Selain sebagai darah
thionghowa pertama yang memimpin DKI Jakarta, Ahok juga adalah Gubernur pertama
DKI Jakarta yang statmen politiknya selalu memancing respon legislatif
meradang. Hampir dikatakan bahwa Ahok terlihat tak bersahabat dengan
legislatif. Tak terkecuali dengan kebijakanya yang belum lama ini terkait
Legalitas Miras.
Setidaknya Anggota
Komisi IX DPR RI, Okky Asokawati menilai, pernyataan Gubernur DKI Jakarta Basuk
Tjahaja Purnama (Ahok) tentang legalitas Minuman Keras (Miras) merupakan
kesalahan fatal. "Pernyataan Ahok terkait respon atas fenomena miras
oplosan dengan solusi melegalkan pabrik miras merupakan kesalahan berpikir yang
sangat fatal. Pernyataan Ahok justru menunjukkan sikap yang tidak peka terhadap
masalah yang ditimbulkan akibat miras," kata Okky di Jakarta, Sabtu
(13/12/2014).
Jika ingin menekan
miras oplosan, kata politisi PPP itu, kuncinya di penegakan hukum oleh aparat. Dikatakan
mantan peragawati itu, negara telah mengatur peredaran Miras lewat Peraturan
Presiden No 74 Tahun 2013 tentang Pengendalian dan Pengawasan Minuman Beralkohol.

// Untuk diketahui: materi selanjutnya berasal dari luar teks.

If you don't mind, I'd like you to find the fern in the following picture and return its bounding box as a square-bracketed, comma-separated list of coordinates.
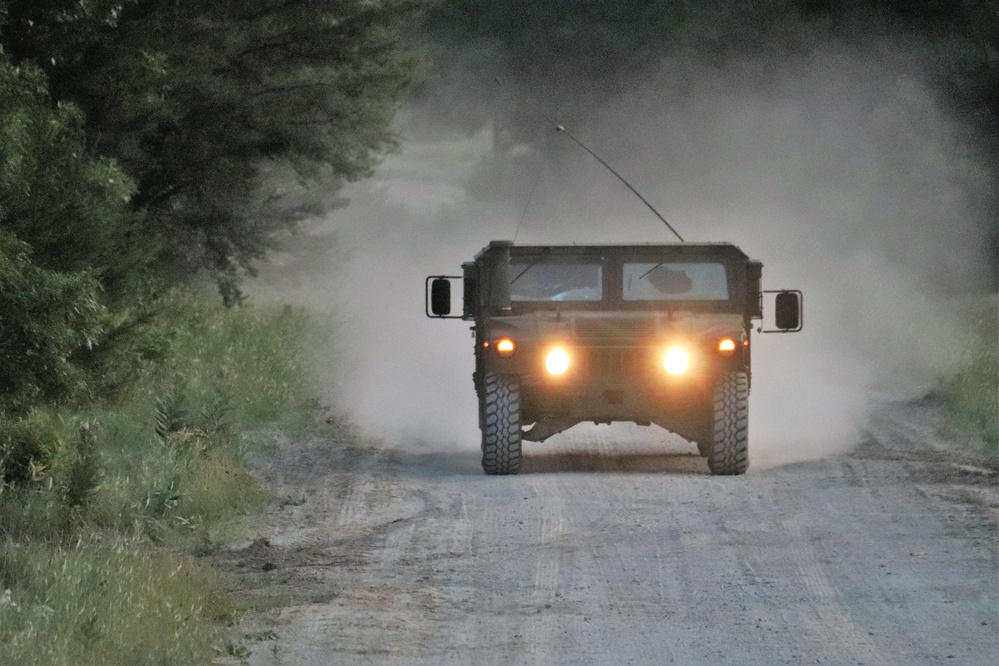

Terhadap Perpres tersebut, Fraksi PPP sejak awal mengkritik regulasi tersebut
karena sama saja memberi celah peredaran miras di Indonesia.
Alkohol dan Dampaknya
Minuman keras atau
Alkohol yang dimaksud dalam pembahasan di sini ialah etil
alkohol atau etanol, suatu senyawa kimia dengan rumus C2H5OH (Hukum Alkohol
dalam Minuman). Penggunaan etanol sebagai minuman atau untuk penyalahgunaan
sudah dikenal luas. Karena jumlah pemakaian etanol dalam minuman amat banyak,
maka tidak mengherankan keracunan akut maupun kronis akibat etanol sering
terjadi.
Bila dikonsumsi berlebihan, minuman
beralkohol dapat menimbulkan efek samping Ganggguan Mental Organik (GMO), yaitu gangguan dalam fungsi
berpikir, merasakan, dan berprilaku. Timbulnya GMO itu disebabkan reaksi langsung
alkohol pada sel-sel saraf pusat. Karena sifat adiktif alkohol itu, orang yang
meminumnya lama-kelamaan tanpa sadar akan menambah takaran/dosis sampai pada
dosis keracunan atau mabuk.
Mereka yang terkena GMO biasanya
mengalami perubahan perilaku, seperti misalnya ingin berkelahi atau melakukan
tindakan kekerasan lainnya, tidak mampu menilai realitas, terganggu fungsi
sosialnya, dan terganggu pekerjaannya. Perubahan fisiologis juga terjadi,
seperti cara berjalan yang tidak mantap, muka merah, atau mata juling.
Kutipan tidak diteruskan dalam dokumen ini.